Since $\vec{AP}$ is perpendicular to $\vec{d}$, their dot product is zero: $\vec{AP} \cdot \vec{d} = 0$ $( (4t - 3)\hat{i} + (2t - 1)\hat{j} + (3t - 5)\hat{k} ) \cdot ( 4\hat{i} + 2\hat{j} + 3\hat{k} ) = 0$ $4(4t - 3) + 2(2t - 1) + 3(3t - 5) = 0$ Now, we solve this linear equation for $t$: $16t - 12 + 4t - 2 + 9t - 15 = 0$ $29t - 29 = 0$ $29t = 29$ $t = 1$

Step 3: Determining the Coordinates of the Foot of the Perpendicular, P

With the value of the parameter $t$ determined, we can now substitute it back into the parametric coordinates of P to find its exact location.
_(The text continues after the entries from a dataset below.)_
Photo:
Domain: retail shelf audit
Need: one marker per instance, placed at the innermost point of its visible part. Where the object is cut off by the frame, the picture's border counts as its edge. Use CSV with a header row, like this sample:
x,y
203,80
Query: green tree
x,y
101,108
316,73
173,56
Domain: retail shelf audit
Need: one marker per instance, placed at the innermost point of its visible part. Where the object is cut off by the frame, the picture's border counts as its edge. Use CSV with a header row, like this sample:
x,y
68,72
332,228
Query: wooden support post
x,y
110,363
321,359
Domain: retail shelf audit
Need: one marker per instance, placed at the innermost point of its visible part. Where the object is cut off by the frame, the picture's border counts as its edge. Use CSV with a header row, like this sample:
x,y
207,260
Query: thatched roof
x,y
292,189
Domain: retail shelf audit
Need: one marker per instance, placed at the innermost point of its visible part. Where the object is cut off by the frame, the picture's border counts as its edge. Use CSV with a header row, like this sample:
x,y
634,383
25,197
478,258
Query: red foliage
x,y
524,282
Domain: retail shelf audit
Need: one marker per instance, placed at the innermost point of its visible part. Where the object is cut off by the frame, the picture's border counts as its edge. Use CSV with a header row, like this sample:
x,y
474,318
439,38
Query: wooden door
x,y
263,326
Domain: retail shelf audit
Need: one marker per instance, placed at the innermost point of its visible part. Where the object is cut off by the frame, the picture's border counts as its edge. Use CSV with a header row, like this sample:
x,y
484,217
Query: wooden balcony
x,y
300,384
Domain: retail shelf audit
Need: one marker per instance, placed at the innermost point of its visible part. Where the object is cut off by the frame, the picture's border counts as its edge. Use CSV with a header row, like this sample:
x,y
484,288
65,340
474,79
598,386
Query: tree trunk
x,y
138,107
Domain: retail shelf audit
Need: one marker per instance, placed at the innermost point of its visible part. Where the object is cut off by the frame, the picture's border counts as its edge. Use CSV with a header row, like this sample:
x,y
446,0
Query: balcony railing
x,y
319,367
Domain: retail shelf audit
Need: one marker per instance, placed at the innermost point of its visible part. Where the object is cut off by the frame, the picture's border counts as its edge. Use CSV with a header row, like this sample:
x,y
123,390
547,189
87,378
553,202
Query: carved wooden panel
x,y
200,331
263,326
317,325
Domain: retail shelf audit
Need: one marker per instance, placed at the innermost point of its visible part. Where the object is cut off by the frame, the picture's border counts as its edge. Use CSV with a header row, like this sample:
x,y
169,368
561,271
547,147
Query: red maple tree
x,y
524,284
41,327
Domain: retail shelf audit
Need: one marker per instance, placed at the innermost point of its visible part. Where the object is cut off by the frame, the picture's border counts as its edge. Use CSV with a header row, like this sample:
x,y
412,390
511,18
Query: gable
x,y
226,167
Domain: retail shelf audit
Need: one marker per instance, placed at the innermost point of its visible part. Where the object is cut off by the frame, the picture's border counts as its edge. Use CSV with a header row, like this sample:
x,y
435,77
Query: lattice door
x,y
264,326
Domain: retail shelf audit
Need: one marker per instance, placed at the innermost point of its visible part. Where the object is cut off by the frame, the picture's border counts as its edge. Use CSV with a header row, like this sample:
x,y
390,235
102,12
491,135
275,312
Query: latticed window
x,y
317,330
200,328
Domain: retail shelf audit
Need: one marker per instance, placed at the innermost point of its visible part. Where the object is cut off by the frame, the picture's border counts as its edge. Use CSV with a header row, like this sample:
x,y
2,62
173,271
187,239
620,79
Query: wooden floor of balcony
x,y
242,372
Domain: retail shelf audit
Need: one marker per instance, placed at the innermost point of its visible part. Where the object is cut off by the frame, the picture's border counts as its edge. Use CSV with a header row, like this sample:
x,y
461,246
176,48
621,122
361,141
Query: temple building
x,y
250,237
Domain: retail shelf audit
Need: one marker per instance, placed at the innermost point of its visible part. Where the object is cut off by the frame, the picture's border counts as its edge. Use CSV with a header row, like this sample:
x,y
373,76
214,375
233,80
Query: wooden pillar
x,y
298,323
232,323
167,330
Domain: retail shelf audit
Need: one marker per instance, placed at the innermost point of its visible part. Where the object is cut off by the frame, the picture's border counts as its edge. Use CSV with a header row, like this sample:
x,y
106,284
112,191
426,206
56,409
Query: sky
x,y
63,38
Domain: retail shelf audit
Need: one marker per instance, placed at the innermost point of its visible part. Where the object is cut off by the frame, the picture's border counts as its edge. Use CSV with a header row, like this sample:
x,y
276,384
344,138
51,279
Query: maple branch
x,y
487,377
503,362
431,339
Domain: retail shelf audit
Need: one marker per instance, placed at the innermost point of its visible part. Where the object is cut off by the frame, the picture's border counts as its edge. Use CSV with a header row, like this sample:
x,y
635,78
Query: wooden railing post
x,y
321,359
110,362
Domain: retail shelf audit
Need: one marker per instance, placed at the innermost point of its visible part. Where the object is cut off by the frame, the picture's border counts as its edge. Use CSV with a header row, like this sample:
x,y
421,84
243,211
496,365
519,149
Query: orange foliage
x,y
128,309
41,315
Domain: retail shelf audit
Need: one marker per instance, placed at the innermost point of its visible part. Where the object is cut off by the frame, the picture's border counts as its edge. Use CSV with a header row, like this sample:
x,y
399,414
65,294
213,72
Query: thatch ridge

Recall the coordinates of P in terms of $t$: $P = (4t - 2, 2t + 1, 3t - 1)$ Substitute $t = 1$ into these expressions: $P = (4(1) - 2, 2(1) + 1, 3(1) - 1)$ $P = (4 - 2, 2 + 1, 3 - 1)$ $P = (2, 3, 2)$ So, the foot of the perpendicular P is $(2, 3, 2)$.

Step 4: Calculating the Distance from Point P to the Given Plane

The final step is to calculate the shortest distance from the point P, which we just found, to the given plane. We will use the standard formula for the distance from a point to a plane.

The point is $P = (x_0, y_0, z_0) = (2, 3, 2)$. The given plane equation is $3x + 4y + 12z + 23 = 0$. Here, the coefficients are $A = 3$, $B = 4$, $C = 12$, and the constant term is $D = 23$.

Using the distance formula: $D_{plane} = \frac{|Ax_0 + By_0 + Cz_0 + D|}{\sqrt{A^2 + B^2 + C^2}}$ Substitute the values: $D_{plane} = \frac{|(3)(2) + (4)(3) + (12)(2) + 23|}{\sqrt{3^2 + 4^2 + 12^2}}$ Calculate the numerator: $|6 + 12 + 24 + 23| = |65| = 65$ Calculate the denominator: $\sqrt{9 + 16 + 144} = \sqrt{25 + 144} = \sqrt{169} = 13$ Now, divide the numerator by the denominator: $D_{plane} = \frac{65}{13}$ $D_{plane} = 5$

Thus, the distance of P from the plane $3x + 4y + 12z + 23 = 0$ is 5 units.

Common Mistakes & Tips

• Direction Vector Identification: Ensure you correctly extract the direction ratios from the line equation. For $\frac{x+a}{p}$, the direction ratio is $p$, not $-a$.
• Arithmetic Errors: Be meticulous with calculations, especially during vector subtraction, dot product, and substitution into the distance formula. Small errors can lead to incorrect final answers.
• Absolute Value in Distance Formula: Remember the absolute value in the numerator of the point-to-plane distance formula, as distance must always be non-negative.

Summary

This problem efficiently tests multiple core concepts in 3D geometry. We began by parametrizing the given line to represent the foot of the perpendicular, P. Then, using the perpendicularity condition ($\vec{AP} \cdot \vec{d} = 0$), we found the specific parameter value that defines P. Substituting this value yielded the coordinates of P. Finally, we applied the standard formula to calculate the distance from this point P to the given plane. This systematic approach is vital for solving such problems.

The final answer is $\boxed{5}$, which corresponds to option (A).